Les enquêteurs thaïlandais poursuivent une vaste enquête sur la sélection des sénateurs de 2024, soupçonnée d’avoir été manipulée par un réseau organisé mêlant argent, recrutement et listes de vote préétablies. Près de 700 témoins ont déjà été entendus sur les 1 200 prévus, selon le Département des enquêtes spéciales (DSI). Le simple fait que le DSI communique publiquement sur cette enquête constitue déjà une information en soi : cela montre que le gouvernement en place ne cherche pas à l’empêcher.
Un dossier explosif
Huit personnes ont déjà été inculpées, dont deux sénateurs en exercice, et six individus liés à un réseau politique associé au Bhumjaithai. Au total, la Commission électorale (EC) a identifié 229 suspects dans ce schéma de collusion, dont 138 sénateurs. Les accusations vont de la fraude électorale au blanchiment d’argent.
Des élections législatives aussi contestées
Ce scandale survient alors que les élections législatives de février 2026 sont elles-mêmes contestées, avec des accusations d’irrégularités dans le dépouillement et la transparence. La crédibilité du processus démocratique est fragilisée, d’autant que le Sénat joue un rôle central dans l’architecture institutionnelle thaïlandaise.
Le pouvoir du Sénat
En Thaïlande, le Sénat ne se contente pas d’une fonction consultative : il nomme les membres de la Cour constitutionnelle, de la Commission électorale et d’autres organes clés. Ces institutions décident de la validité des élections, de la dissolution des partis, du bannissement des hommes politiques, de la destitution des Premiers ministres et donc de l’avenir politique du pays. Autrement dit, un Sénat compromis par la fraude peut influencer l’ensemble du système.
Une enquête sous tension
Les autorités reconnaissent que la coordination entre le DSI et l’EC reste difficile : certains documents n’ont pas été échangés, ralentissant l’avancée du dossier. Les procureurs craignent que l’instruction complète prenne trois à cinq ans si tous les suspects sont inclus d’un seul coup.

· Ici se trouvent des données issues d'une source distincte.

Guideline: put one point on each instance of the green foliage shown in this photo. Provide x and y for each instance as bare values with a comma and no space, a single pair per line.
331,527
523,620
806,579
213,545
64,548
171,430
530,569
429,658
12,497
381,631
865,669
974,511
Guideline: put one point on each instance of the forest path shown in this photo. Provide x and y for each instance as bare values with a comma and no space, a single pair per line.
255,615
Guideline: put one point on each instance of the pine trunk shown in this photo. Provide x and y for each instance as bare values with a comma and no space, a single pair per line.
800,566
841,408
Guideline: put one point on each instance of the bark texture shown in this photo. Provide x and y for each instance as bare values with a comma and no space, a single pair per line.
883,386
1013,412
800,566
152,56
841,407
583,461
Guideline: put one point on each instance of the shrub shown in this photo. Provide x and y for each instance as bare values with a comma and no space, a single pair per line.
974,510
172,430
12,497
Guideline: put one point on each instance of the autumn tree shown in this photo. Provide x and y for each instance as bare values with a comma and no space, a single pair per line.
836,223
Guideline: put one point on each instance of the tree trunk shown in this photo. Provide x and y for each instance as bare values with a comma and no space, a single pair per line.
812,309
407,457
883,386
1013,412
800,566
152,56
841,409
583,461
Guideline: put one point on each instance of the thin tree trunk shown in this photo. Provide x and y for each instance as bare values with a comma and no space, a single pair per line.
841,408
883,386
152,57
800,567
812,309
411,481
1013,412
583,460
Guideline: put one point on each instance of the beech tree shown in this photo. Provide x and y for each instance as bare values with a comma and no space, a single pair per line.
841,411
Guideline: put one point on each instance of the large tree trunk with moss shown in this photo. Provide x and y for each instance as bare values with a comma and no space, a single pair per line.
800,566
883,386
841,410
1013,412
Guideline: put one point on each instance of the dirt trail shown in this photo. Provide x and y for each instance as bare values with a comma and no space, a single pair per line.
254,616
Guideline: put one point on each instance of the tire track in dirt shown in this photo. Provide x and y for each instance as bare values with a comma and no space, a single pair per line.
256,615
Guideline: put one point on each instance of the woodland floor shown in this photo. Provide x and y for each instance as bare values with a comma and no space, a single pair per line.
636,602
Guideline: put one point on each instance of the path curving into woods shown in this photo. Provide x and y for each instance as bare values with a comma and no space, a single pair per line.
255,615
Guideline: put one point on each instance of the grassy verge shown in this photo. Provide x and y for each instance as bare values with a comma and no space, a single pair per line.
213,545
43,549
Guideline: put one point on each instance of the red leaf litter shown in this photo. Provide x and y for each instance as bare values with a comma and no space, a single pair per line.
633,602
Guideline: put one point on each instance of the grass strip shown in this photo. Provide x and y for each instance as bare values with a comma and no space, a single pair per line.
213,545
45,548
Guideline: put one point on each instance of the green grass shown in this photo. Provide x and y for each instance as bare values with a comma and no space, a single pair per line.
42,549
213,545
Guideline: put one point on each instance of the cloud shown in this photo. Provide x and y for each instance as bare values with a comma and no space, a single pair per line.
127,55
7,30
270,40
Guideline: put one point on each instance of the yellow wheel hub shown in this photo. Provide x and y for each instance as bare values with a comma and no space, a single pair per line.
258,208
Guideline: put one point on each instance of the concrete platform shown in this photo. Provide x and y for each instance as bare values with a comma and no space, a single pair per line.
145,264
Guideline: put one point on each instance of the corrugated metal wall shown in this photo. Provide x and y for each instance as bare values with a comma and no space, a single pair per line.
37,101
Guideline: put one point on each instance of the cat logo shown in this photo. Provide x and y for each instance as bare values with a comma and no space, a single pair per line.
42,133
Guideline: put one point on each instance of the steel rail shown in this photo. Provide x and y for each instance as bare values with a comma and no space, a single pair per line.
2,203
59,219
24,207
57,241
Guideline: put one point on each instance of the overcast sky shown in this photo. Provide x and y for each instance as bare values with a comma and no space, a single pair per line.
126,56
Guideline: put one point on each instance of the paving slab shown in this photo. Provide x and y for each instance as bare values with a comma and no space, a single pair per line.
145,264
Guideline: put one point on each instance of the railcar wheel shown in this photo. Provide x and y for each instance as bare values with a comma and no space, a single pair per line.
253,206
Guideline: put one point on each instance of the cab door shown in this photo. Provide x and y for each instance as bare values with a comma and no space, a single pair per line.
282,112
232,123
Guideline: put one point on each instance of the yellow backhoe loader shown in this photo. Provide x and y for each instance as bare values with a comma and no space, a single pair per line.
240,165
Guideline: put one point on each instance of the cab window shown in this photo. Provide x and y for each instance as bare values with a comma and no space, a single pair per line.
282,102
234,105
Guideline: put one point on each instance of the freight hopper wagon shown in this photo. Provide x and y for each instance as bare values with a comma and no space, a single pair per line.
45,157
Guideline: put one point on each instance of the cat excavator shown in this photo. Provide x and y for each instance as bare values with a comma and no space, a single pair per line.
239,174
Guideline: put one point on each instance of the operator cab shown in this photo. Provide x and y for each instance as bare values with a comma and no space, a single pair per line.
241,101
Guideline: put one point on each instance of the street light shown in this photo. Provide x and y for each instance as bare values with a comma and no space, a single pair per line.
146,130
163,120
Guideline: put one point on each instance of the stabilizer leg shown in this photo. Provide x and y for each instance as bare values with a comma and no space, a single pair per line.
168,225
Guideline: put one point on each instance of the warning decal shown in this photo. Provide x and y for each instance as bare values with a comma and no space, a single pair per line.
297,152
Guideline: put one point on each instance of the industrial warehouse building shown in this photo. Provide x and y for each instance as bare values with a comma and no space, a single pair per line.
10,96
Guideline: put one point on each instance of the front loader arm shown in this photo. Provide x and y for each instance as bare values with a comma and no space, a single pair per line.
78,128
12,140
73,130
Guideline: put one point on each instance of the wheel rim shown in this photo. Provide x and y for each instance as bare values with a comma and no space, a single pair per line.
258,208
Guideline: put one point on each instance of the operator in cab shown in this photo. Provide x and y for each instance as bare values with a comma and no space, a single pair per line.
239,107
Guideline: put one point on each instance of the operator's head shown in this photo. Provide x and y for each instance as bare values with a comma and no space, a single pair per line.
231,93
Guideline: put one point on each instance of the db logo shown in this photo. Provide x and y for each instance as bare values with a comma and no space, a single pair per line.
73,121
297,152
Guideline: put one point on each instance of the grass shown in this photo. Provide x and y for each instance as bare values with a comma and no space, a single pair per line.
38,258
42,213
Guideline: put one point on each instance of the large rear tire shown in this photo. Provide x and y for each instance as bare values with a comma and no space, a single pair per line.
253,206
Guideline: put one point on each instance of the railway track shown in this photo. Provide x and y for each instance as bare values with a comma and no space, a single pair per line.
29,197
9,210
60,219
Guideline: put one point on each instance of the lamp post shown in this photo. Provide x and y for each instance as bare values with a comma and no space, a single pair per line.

Une démocratie sous surveillance
Ce nouvel épisode illustre la fragilité de la démocratie thaïlandaise. Le Bhumjaithai se retrouve une nouvelle fois au centre du jeu. Pour beaucoup, l’affaire du Sénat confirme que les élections, qu’elles soient législatives ou sénatoriales, ne suffisent pas à garantir un véritable équilibre démocratique tant que les organes de contrôle demeurent sous influence.
Avec des centaines de témoins encore à interroger et des preuves financières à analyser, l’enquête promet de durer. Pendant l’enquête, les sénateurs, possiblement désignés de manière frauduleuse, continuent de nommer les membres des institutions les plus importantes du pays.